Najpierw powstała przepiękna szopka wedle specjalnego projektu, potem było ubieranie choinek.

Świąteczne prace szły pełną parą Daniel Ryś od kilku lat bierze udział w pracach mających na celu upiększenie świątyni parafialnej przed świętami Bożego Narodzenia Jan Głąbiński /Foto Gość

- Gdyby ktoś przyspieszył czas, to my już jesteśmy gotowi do świętowania Bożego Narodzenia - mówi z radością wikary ks. Krzysztof Karnas, pracujący w parafii Rzeszotary. Ks. Krzysztof dowodził wieczorem w środę 23 grudnia pracami w kościele parafialnym.  W ich ramach młodzież ubierała dwie duże choinki i kilka mniejszych. 
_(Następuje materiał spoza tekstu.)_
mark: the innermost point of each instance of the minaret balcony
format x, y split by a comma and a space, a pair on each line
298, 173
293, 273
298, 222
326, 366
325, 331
- Nie mogłoby mnie tu nie być. Rodzicie się śmieją, że dobrze mi to idzie. Najpierw ubieram choinkę w kościele, a potem na spokojnie zabieram się za nią w domu - cieszy się Daniel Ryś, od 8 lat członek parafialnej Służby Liturgicznej Ołtarza. Ale zaraz dodaje, stojąc na ostatnim stopniu drabiny - sięgającej ostatniej gałązki wielkiej choinki, że na Pasterkę przyjdzie nie jako lektor, ale jako strażak. Założy oczywiście mundur. 

Dziełem ks. proboszcza Wiesława Nowaka i projektanta Macieja Kauczyński jest niezwykle piękna szopka w kościele parafialnym  w Rzeszotarach. - Wszystko działa sprawnie, tylko jakoś ten aniołek nie chce kiwać główką, kiedy dziecko wrzuci mu ofiarę - mówi ks. Krzysztof i szybko zabiera się za jego naprawę.  

Elementy świątecznego wystroju są także na zewnątrz kościoła.